Begitu pula, jika ada wasit yang diduga disuap atau terlibat dalam pengaturan pertandingan, menurut dia, tidak bisa dijerat dengan UU Tipikor meski gajinya berasal dari uang negara.
Sebelumnya, dugaan pengaturan skor sempat muncul menjelang berakhirnya kompetisi Liga Indonesia 2018.
Hingga menjelang berakhir kompetisi sepak bola ini, masih belum bisa ditentukan juara maupun tim-tim yang mungkin terdegradasi dari Liga 1.
Mantan Komisaris PT Liga Indonesia Harbiansyah Hanafiah mendesak PSSI bersikap tegas kepada para pelaku praktik mafia sepak bola di Tanah Air.
Menurut Harbiansyah kepada awak media di Samarinda, Kamis, bahwa selama ini para pelaku pengaturan skor pertandingan di ajang kompetisi sepak bola Indonesia sulit diproses hukum karena minimnya barang bukti dan saksi kejadian.
Namun, lanjut Harbiansyah, pada tayangan diskusi di program televisi nasional jelas telah dihadirkan sejumlah orang yang merupakan pelaku "mafia" sepak bola Indonesia sebagai narasumber.
"PSSI harus bertindak tegas melaporkan Bambang Suryo kepada aparat penegak hukum, karena telah mengakui melakukan praktik suap pertandingan sepak bola, meski itu kejadian yang sudah lama, namun tetap harus diproses," kata Harbiansyah yang juga sebagai pendiri klub sepak bola Putra Samarinda itu.

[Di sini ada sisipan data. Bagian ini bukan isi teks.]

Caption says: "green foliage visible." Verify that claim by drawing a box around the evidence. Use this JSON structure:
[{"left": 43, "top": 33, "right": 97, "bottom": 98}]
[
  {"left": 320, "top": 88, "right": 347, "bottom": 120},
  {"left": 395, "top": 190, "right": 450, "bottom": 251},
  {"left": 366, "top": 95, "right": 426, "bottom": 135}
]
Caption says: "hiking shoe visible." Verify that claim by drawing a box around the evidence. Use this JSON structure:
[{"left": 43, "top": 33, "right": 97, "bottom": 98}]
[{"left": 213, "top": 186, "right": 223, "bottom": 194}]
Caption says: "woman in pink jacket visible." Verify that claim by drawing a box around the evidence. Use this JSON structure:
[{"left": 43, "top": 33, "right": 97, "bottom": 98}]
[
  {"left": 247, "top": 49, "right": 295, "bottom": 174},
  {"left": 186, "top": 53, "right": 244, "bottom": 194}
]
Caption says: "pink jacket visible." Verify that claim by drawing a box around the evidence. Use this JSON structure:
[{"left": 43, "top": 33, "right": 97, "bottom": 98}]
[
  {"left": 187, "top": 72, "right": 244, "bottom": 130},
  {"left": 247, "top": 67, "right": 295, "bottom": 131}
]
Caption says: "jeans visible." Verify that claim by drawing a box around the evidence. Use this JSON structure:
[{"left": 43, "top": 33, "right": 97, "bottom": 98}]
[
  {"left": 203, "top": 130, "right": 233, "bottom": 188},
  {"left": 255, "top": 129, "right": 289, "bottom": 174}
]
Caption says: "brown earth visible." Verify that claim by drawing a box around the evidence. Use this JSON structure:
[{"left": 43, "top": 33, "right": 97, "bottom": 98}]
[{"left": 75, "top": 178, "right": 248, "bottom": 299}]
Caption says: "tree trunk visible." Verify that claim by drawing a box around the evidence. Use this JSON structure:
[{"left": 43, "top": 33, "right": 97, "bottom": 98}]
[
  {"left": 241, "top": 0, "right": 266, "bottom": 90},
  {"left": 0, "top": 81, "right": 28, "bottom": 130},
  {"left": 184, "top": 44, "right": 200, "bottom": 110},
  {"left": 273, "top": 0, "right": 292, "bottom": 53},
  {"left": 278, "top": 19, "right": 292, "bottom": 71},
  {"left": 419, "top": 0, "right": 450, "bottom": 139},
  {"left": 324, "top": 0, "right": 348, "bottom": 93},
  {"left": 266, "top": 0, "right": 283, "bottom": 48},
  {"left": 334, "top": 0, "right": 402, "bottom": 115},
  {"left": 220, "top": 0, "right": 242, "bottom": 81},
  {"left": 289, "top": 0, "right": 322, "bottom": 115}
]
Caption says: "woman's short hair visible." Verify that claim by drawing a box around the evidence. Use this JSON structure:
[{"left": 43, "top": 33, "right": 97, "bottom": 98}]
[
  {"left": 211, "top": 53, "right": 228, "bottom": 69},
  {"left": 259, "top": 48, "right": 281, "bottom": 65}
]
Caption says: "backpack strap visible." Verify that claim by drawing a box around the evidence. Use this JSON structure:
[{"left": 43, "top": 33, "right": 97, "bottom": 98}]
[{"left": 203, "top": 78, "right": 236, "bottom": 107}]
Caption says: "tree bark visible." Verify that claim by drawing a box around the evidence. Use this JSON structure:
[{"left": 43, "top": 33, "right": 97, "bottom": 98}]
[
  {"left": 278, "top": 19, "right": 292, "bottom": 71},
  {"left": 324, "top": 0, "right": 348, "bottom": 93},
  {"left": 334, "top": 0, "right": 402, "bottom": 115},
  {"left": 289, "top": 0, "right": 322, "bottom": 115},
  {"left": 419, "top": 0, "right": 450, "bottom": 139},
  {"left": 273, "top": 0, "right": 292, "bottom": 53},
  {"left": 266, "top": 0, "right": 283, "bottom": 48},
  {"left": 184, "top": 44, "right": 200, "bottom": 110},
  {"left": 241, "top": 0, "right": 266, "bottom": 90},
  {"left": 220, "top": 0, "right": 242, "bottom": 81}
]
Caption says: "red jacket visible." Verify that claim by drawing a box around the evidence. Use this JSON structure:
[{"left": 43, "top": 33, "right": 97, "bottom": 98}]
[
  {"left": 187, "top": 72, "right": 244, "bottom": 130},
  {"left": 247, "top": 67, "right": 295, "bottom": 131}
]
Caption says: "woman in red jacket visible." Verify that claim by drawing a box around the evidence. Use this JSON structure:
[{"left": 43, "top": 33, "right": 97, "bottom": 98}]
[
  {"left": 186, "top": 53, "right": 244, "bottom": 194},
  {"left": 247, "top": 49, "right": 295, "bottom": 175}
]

Tokoh sepak bola di Provinsi Kalimantan Timur itu membeberkan bahwa kompetisi sepak bola di Indonesia dari segala jenjang telah menyedot biaya yang sangat besar utamanya bagi para pemilik klub.
Oleh sebab itu Harbiansyah mengaku gusar dengan adanya pengakuan salah satu pelaku praktik suap tersebut yang terkesan cuci tangan dengan apa yang telah dilakukan.